Missing IOTLB flush causes DMAR errors with SR-IOV
Affects | Status | Importance | Assigned to | Milestone | |
---|---|---|---|---|---|
linux (Ubuntu) |
Confirmed
|
Undecided
|
Jay Vosburgh | ||
Trusty |
Fix Released
|
Undecided
|
Unassigned |
Bug Description
SRU Justification:
Impact:
Using SR-IOV with Intel IOMMUs can observe DMAR errors of the
following type:
[606483.223009] DMAR:[fault reason 05] PTE Write access is not set
[606484.071974] dmar: DRHD: handling fault status reg 402
[606484.077121] dmar: DMAR:[DMA Write] Request device [d8:0a.1] fault addr 35c6e000
The DMAR error causes, at a minimum, loss of network traffic
because the request being serviced is lost. Network cards were also
observed to experience transmit timeouts after a DMAR fault.
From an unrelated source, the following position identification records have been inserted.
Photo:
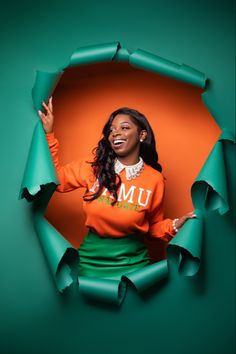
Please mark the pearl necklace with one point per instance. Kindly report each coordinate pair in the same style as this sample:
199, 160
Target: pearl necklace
132, 171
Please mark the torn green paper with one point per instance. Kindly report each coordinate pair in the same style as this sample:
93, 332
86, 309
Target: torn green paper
94, 54
187, 245
45, 84
210, 190
39, 169
150, 62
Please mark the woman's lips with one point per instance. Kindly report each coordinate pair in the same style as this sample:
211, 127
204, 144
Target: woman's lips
117, 143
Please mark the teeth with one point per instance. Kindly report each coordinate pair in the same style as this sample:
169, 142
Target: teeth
118, 141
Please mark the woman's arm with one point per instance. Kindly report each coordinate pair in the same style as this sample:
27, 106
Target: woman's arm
160, 227
72, 175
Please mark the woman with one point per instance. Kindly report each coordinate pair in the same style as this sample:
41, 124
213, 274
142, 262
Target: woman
124, 191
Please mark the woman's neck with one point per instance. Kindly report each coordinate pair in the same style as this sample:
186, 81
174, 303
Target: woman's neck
128, 160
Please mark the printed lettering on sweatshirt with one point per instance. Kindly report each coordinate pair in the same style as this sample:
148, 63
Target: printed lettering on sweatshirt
132, 195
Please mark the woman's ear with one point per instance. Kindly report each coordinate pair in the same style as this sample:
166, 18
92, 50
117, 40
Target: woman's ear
142, 135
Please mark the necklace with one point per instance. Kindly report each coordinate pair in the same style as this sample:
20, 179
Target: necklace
132, 171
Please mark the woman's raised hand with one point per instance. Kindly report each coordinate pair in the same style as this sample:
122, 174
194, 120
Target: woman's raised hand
47, 118
179, 222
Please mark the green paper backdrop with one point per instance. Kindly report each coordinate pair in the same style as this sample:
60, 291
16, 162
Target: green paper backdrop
181, 315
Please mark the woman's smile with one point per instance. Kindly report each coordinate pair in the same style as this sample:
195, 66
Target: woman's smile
125, 139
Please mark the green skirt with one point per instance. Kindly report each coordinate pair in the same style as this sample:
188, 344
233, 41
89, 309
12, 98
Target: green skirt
108, 257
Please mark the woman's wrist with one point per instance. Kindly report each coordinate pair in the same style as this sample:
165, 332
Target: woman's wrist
174, 225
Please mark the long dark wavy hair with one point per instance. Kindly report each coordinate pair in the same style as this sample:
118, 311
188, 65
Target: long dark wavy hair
103, 164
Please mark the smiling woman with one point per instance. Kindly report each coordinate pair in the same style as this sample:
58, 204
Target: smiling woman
124, 193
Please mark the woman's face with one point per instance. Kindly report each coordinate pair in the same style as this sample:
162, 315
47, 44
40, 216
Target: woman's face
125, 138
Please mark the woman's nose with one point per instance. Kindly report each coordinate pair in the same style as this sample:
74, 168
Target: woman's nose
115, 132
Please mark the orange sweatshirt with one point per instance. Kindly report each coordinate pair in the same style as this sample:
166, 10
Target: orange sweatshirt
139, 207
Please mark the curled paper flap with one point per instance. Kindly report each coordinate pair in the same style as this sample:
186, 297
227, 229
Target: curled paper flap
228, 136
62, 258
187, 244
122, 55
156, 64
209, 191
148, 276
45, 84
39, 168
100, 289
94, 54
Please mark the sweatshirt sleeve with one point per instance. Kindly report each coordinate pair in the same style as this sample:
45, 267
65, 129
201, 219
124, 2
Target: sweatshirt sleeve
71, 175
158, 226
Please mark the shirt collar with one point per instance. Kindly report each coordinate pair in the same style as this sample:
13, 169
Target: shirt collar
131, 171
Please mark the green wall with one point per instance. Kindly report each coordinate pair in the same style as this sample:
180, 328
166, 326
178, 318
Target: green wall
184, 315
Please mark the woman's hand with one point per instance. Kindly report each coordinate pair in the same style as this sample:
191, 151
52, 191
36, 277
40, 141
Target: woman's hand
47, 118
179, 222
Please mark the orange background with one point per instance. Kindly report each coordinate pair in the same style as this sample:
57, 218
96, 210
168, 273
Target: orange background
185, 131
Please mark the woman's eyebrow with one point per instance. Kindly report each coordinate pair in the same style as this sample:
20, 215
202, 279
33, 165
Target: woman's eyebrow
112, 125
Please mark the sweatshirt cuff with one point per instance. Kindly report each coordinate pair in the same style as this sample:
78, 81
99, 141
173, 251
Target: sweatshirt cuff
50, 137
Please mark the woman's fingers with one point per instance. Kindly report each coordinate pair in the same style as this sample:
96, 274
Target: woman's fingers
180, 221
50, 104
46, 107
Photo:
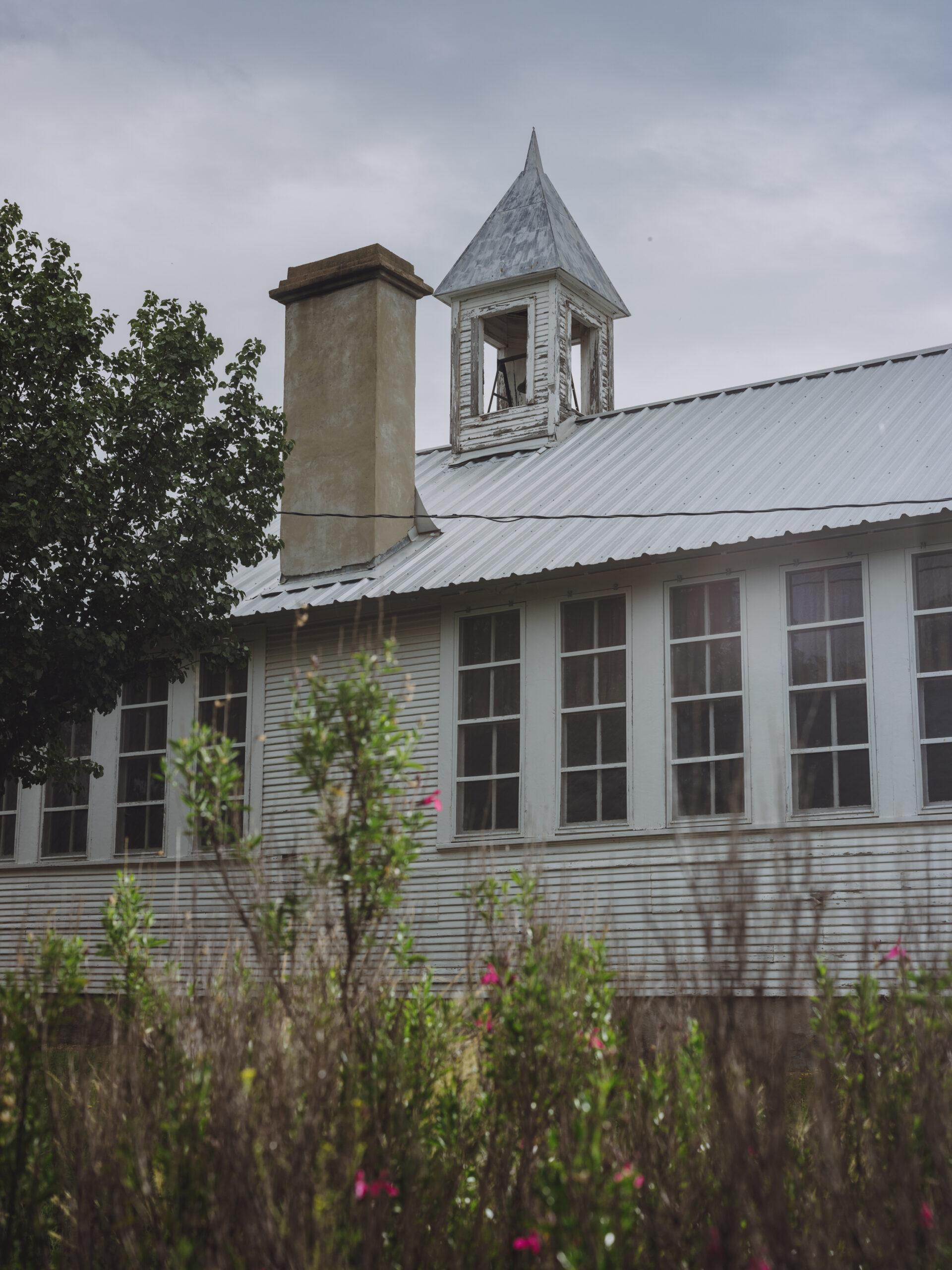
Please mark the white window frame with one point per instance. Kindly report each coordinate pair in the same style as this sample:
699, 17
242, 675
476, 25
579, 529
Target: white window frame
927, 810
724, 818
476, 836
826, 815
588, 828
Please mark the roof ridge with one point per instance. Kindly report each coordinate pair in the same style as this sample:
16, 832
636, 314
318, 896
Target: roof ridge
865, 364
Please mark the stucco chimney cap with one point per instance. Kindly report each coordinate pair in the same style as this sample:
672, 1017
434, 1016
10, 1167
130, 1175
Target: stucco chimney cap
347, 270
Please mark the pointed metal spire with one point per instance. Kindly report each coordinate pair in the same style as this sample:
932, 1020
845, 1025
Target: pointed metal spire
530, 232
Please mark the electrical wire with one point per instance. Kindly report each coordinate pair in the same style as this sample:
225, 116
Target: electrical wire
503, 518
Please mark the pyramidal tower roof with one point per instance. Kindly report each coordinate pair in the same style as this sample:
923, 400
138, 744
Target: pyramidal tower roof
530, 232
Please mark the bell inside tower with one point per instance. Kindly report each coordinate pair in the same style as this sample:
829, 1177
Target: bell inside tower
504, 360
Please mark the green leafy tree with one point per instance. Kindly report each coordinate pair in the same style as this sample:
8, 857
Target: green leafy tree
123, 506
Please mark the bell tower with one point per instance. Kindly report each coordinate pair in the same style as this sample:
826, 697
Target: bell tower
524, 294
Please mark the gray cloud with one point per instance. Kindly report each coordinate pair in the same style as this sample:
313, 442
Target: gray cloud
769, 186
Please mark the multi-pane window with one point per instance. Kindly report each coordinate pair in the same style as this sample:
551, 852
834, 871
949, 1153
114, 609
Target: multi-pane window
223, 702
489, 714
8, 818
828, 708
932, 578
66, 810
595, 729
708, 702
144, 728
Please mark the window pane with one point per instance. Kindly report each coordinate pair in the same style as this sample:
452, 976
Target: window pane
611, 677
937, 761
933, 582
615, 797
688, 670
506, 690
507, 643
578, 681
808, 657
475, 639
846, 583
581, 740
935, 640
508, 747
611, 622
848, 652
578, 625
694, 789
692, 729
729, 726
729, 786
476, 810
724, 606
813, 720
212, 681
814, 779
8, 795
725, 666
613, 737
474, 694
687, 611
508, 804
581, 797
853, 778
476, 750
937, 708
56, 833
805, 597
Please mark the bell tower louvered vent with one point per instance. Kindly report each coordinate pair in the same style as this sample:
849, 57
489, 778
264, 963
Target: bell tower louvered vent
525, 294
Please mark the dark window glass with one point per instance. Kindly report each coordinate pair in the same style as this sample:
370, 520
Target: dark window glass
688, 670
615, 797
724, 605
581, 740
694, 789
611, 622
475, 640
613, 736
578, 681
937, 761
853, 770
808, 657
611, 677
729, 786
687, 611
935, 642
933, 583
489, 750
581, 797
813, 719
692, 729
578, 625
806, 599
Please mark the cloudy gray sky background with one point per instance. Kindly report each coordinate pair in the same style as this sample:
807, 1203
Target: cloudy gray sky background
767, 185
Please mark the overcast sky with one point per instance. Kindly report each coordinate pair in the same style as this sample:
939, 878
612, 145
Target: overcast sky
769, 185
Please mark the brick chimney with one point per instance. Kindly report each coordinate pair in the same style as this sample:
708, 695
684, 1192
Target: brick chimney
350, 397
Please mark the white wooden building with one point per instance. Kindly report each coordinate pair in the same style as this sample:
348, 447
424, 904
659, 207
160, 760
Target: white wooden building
643, 640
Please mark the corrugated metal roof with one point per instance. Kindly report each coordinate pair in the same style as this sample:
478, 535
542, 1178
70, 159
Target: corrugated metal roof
861, 434
530, 230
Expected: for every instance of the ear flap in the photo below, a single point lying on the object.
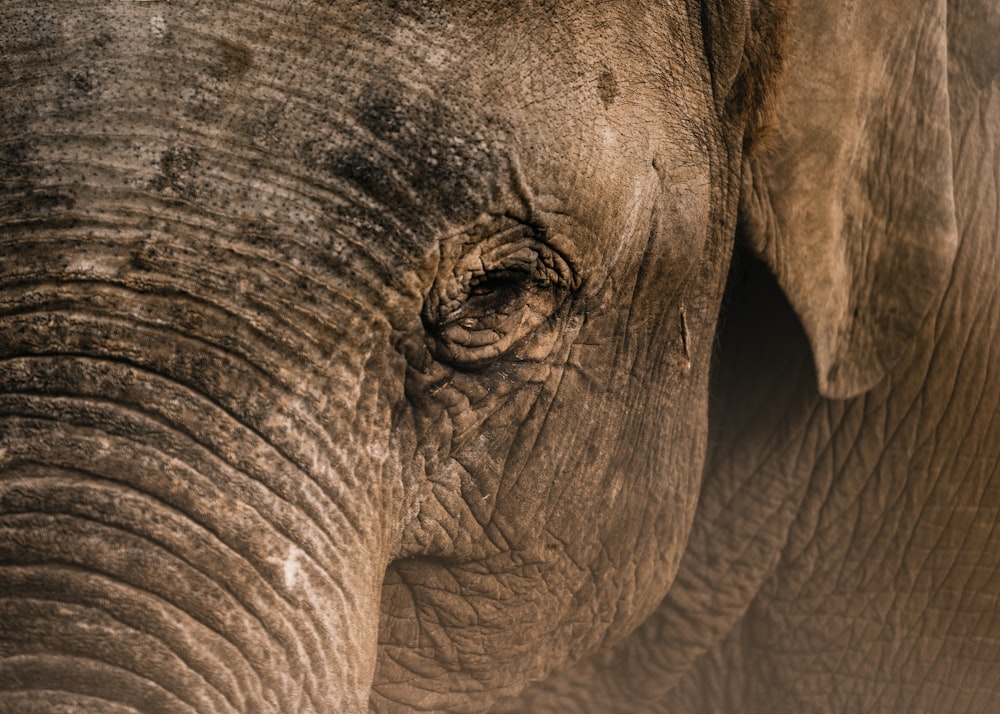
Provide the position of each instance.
(851, 205)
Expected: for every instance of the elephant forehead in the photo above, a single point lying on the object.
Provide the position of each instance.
(393, 121)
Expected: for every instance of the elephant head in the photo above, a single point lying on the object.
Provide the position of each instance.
(357, 354)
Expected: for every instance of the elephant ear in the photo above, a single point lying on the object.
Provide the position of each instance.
(850, 201)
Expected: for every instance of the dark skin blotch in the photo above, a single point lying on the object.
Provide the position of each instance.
(236, 58)
(607, 88)
(177, 171)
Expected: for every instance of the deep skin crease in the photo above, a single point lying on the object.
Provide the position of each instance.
(367, 356)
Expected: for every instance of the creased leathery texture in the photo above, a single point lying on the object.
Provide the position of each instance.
(171, 508)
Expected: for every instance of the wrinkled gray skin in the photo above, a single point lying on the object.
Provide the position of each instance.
(368, 355)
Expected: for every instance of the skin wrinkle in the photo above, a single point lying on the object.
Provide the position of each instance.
(313, 516)
(103, 665)
(176, 615)
(187, 664)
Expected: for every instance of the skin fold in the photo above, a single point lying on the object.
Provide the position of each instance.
(367, 356)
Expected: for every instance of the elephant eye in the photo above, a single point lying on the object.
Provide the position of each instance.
(495, 294)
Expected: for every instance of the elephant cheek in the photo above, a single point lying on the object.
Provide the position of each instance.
(180, 529)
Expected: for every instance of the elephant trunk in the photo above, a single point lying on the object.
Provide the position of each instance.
(190, 494)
In this case, these errors arise from a race condition in
the IOTLB management; this race is described (and fixed) in upstream
commit:
commit ea8ea460c9ace60
Author: David Woodhouse <email address hidden>
Date: Wed Mar 5 17:09:32 2014 +0000
iommu/vt-d: Clean up and fix page table clear/free behaviour
This commit first appeared in mainline 3.15. This issue
affects only the Ubuntu 3.13 kernel series.
Fix:
The race avoidance portion of the above was backported to
3.14-stable, but was never incorporated into the Ubuntu 3.13
kernel series.
commit 51d20e1096a711f
Author: David Woodhouse <email address hidden>
Date: Mon Jun 9 14:09:53 2014 +0100
iommu/vt-d: Fix missing IOTLB flush in intel_iommu_unmap()
Based on commit ea8ea460c9ace60
This 3.14-stable patch was tested by the customer and observed
to resolve the issue in their environment.
Testcase:
In this case, the issue occurs on very recent Intel based
servers using two different SR-IOV network cards (i40e and bnxt) at a
customer site. The customer has tested the patch in their environment
and confirmed that it resolves the issue.
Changed in linux (Ubuntu): | |
assignee: | nobody → Jay Vosburgh (jvosburgh) |
Changed in linux (Ubuntu): | |
status: | Incomplete → In Progress |
Changed in linux (Ubuntu): | |
status: | In Progress → Confirmed |
Changed in linux (Ubuntu Trusty): | |
status: | New → Fix Committed |
This bug is missing log files that will aid in diagnosing the problem. While running an Ubuntu kernel (not a mainline or third-party kernel) please enter the following command in a terminal window:
apport-collect 1697053
and then change the status of the bug to 'Confirmed'.
If, due to the nature of the issue you have encountered, you are unable to run this command, please add a comment stating that fact and change the bug status to 'Confirmed'.
This change has been made by an automated script, maintained by the Ubuntu Kernel Team.